In his seminal book about managing relationships, How to win Friends and Influence People, Dale Carnegie asserted that you can never win an argument. What he meant by this is, whilst you may win the point, the person with whom you’ve argued will resent you for it and, particularly with reference to working relationships, you will lose out in the long run. In the cold light of day this seems rational, even obvious, but holding onto this thought in the heat of conflict and acting accordingly is easier said than done.
We encounter conflict all the time – at work, at home, on the touch lines of our children’s sports matches. In my own world of healthcare conflict is all but inevitable. Resources are limited, demand is enormous, and people are frequently unwell, in pain, or frightened. I see conflict daily – between doctors and patients, between healthcare workers, between healthcare workers and managers and, on a bad day, between patients and other patients.
It is an inherent part of the human condition to be frequently irritated by other humans and yet how many of us actually think about how we manage conflict? Conflict is different from disagreement. Disagreement can be useful, it can fuel debate and may lead to useful progress but conflict is a damaging and negative entity. Conflict adds to the stress of an already stressful situation and may erupt from pre-existing underlying tensions. In the workplace badly manged conflict can lead to lack of job satisfaction and low morale (1) but very few of us have any training in managing conflict, or even think consciously about the way we handle it.
Conflict can be conceptualised as occurring in four phases. First is frustration which is rapidly followed by a rationalisation (which may be inaccurate) as to why the source of frustration has occurred. For example, someone hasn’t completed a particular piece of work in time to meet a deadline, you immediately leap to the conclusion that they must be lazy or incompetent. This rationalisation leads to a behaviour intended to address the perceived source of frustration, such as storming across the office and bawling out your colleague.
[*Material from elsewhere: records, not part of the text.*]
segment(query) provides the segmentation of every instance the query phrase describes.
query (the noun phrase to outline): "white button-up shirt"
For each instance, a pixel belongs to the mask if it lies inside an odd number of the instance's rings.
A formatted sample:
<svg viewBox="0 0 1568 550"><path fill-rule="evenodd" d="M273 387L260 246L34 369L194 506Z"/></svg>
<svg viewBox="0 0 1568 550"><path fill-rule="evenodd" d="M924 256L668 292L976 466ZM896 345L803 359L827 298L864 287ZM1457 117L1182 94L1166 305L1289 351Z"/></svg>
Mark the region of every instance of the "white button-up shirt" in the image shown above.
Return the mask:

This leads to the fourth phase, the destructive outcome, which may be damage to the working relationship or a formal complaint being made about your conduct (2).
Things can rapidly spiral out of control in conflict situations and we have all experienced times when leaping to a conclusion about why something has gone wrong has landed us in even more hot water. Common sources of frustration in the workplace are poor communication, ill-defined job roles, excessive workload, or ambiguous instructions. Recognising these sources of frustration can help us identify why we are coming into conflict and help us avoid leaping to dangerous conclusions.
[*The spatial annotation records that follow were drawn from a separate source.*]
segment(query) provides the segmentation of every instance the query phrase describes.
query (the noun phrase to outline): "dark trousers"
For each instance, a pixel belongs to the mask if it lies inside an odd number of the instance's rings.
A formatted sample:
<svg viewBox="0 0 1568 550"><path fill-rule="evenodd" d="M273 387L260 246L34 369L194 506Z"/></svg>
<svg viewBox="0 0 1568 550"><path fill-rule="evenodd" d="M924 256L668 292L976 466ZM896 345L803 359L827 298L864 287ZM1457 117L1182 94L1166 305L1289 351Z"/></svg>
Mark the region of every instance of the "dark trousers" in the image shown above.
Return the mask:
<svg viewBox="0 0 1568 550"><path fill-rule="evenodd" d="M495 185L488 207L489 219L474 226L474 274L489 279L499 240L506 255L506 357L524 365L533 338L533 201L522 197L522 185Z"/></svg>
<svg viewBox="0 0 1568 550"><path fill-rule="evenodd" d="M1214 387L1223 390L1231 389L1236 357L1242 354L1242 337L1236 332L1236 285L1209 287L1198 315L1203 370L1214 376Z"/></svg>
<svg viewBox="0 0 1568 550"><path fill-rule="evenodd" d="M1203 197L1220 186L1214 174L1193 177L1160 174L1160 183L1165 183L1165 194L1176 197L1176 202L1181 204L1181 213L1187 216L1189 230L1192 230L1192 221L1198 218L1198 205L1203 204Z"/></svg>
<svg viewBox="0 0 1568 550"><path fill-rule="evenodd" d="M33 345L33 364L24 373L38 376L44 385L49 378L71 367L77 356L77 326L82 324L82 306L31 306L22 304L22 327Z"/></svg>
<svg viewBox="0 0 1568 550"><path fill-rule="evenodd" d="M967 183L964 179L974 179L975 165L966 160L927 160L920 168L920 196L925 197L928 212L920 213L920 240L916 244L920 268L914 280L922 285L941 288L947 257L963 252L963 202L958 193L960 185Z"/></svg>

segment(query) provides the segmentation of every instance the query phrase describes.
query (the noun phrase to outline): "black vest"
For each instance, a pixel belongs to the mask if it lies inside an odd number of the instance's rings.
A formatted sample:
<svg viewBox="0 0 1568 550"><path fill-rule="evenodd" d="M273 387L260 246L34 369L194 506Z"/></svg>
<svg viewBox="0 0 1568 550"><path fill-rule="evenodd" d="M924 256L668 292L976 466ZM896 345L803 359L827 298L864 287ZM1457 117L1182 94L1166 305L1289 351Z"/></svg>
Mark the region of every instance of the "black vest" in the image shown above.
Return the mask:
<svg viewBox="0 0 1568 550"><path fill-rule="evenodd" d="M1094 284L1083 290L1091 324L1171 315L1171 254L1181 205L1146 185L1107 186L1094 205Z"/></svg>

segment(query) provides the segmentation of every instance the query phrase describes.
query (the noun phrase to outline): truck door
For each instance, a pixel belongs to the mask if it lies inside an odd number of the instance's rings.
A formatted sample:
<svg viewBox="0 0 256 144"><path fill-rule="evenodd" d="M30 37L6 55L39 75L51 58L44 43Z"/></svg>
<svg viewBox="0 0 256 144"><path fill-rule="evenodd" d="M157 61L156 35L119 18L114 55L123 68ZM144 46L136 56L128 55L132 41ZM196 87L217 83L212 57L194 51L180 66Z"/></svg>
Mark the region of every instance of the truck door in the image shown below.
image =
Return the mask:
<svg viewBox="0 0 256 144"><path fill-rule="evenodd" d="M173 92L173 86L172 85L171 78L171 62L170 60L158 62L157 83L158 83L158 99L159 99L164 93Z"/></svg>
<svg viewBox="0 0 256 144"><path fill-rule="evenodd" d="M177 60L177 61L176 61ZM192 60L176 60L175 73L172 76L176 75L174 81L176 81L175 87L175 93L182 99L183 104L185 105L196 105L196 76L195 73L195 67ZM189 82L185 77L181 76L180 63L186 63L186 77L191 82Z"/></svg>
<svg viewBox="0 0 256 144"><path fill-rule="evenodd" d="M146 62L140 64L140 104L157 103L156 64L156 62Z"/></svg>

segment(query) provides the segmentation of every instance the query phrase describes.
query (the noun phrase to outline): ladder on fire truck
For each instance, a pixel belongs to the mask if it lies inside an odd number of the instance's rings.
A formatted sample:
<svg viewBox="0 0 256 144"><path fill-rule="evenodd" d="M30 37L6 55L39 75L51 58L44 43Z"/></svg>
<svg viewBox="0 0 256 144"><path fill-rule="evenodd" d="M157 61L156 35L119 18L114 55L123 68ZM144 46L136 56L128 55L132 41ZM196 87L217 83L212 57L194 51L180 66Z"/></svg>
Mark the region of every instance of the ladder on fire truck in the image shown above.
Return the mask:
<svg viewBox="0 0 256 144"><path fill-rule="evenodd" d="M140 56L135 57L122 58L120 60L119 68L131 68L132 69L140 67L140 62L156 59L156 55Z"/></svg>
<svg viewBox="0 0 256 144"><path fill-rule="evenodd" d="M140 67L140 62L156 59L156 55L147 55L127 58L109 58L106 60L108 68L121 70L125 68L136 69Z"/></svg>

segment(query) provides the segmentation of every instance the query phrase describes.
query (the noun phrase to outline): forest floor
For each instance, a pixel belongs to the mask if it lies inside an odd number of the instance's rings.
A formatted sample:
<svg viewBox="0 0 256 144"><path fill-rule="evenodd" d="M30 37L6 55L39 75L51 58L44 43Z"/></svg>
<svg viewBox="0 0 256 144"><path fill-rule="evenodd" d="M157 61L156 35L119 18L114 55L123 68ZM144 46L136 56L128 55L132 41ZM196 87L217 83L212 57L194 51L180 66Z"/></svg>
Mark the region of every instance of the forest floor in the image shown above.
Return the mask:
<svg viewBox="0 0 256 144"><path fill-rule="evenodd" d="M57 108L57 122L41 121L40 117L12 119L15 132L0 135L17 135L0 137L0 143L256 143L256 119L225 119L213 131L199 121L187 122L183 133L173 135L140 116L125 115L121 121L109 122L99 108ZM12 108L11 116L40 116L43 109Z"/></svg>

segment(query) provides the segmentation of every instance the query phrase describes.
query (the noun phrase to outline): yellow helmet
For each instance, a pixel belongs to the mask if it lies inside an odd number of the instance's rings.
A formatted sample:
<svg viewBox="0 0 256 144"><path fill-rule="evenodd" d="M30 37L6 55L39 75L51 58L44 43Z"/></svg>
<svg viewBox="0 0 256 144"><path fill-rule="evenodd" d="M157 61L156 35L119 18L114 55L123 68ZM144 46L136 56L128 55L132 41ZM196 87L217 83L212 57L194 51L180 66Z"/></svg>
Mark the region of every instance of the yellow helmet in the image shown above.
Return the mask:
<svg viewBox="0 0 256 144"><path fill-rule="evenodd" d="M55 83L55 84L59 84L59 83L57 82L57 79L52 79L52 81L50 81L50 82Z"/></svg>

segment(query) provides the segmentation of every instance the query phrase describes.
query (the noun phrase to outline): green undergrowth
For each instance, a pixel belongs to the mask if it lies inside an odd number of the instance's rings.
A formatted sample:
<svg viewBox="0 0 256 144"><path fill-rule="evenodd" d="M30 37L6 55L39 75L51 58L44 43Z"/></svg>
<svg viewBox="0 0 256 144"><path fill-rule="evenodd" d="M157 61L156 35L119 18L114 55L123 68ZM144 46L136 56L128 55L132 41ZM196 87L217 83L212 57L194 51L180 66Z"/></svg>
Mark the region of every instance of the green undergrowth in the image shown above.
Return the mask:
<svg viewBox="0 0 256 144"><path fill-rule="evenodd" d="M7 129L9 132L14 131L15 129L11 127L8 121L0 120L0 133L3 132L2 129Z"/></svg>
However good our intentions, conflict is a near inevitability so we should also be conscious of how we manage it when we come to it. Conflict can be managed in four ways . First is avoidance – denying the conflict exists and carrying on regardless. Second is accommodation – rolling over and letting the other party have their way. Third is competition – may the best man win. And last if collaboration – coming to a mutually acceptable compromise.
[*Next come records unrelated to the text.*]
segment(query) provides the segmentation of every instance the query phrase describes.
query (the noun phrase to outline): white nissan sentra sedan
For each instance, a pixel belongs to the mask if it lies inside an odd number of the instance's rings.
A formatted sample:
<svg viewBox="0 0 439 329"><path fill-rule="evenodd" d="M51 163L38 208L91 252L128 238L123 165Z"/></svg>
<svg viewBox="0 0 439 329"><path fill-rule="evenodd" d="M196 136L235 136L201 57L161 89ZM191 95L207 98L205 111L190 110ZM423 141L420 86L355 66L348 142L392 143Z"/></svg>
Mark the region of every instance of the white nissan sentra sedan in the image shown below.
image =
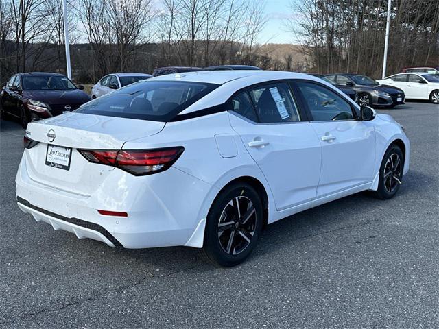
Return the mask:
<svg viewBox="0 0 439 329"><path fill-rule="evenodd" d="M31 123L20 208L110 246L243 261L261 229L366 190L393 197L410 143L389 115L288 72L168 75Z"/></svg>

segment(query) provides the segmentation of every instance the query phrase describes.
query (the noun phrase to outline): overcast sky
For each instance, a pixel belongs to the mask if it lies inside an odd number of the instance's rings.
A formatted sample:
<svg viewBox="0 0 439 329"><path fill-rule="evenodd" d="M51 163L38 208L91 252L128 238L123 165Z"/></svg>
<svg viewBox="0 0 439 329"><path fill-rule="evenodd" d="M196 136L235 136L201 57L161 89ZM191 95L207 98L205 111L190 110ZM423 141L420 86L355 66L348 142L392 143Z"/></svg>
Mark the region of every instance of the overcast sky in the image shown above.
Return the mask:
<svg viewBox="0 0 439 329"><path fill-rule="evenodd" d="M284 25L292 15L291 0L266 0L267 25L259 37L261 43L294 43L291 32Z"/></svg>

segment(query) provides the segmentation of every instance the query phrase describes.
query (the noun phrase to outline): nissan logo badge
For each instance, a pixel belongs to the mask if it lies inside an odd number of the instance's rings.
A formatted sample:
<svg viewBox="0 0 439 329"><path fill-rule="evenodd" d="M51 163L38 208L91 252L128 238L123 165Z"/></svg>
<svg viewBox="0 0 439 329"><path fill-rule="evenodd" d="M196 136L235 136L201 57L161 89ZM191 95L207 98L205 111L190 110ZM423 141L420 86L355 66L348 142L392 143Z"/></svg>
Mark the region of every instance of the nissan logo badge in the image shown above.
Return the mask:
<svg viewBox="0 0 439 329"><path fill-rule="evenodd" d="M55 137L56 137L56 136L55 135L55 131L53 129L49 130L49 132L47 132L47 138L49 138L49 141L53 142L54 141L55 141Z"/></svg>

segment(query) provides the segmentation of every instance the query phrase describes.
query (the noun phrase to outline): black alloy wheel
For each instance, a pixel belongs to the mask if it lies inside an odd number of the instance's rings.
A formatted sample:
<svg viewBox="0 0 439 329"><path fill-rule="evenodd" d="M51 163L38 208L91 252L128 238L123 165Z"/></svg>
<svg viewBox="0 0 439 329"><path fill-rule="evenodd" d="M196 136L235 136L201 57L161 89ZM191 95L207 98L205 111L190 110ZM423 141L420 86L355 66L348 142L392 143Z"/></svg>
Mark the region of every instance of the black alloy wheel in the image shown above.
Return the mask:
<svg viewBox="0 0 439 329"><path fill-rule="evenodd" d="M393 197L403 182L404 157L401 148L392 145L385 152L379 170L378 190L375 195L379 199Z"/></svg>
<svg viewBox="0 0 439 329"><path fill-rule="evenodd" d="M430 95L430 101L434 104L439 104L439 90L433 90Z"/></svg>
<svg viewBox="0 0 439 329"><path fill-rule="evenodd" d="M263 223L261 197L246 183L226 186L207 216L202 256L215 265L235 266L256 245Z"/></svg>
All of these methods of handling conflict have their place. An awareness of these four strategies is useful in order to recognise how we handle our conflicts and why this may or may not result in the outcomes we want. The first two strategies are often expedient ways to diffuse a situation but are likely to potentiate frustration in the long run, or simply leave conflict unresolved. Competition may be a useful way of succeeding in an environment with limited resources but runs counter to efforts to build teams and may ultimately foster resentment and fuel further conflict. Collaboration is perhaps the best means of resolving conflict to allow sustainable change and productivity but it is time consuming, draining, and difficult to make work if there are already pre-existing problems with the relationship between interested parties (2).
Conflict is damaging and needs to be handled. An awareness of how we can handle conflict can help us manage conflict more effectively and more strategically. Competing may come naturally to you but picking your battles and learning to accommodate on occasion, or collaborate when possible, may make for healthier and more productive working relationships for the future.
References
1. Randall CS, Bergus GR, Schlechte JA et al Factors associated with primary care residents' satisfaction with their training. Fam Med. 1997 Nov-Dec;29(10):730-5.
2. Saltman D, O'Dea N, and Kidd M. Conflict management: a primer for doctors in training. Postgrad Med J. 2006 Jan; 82(963): 9–12.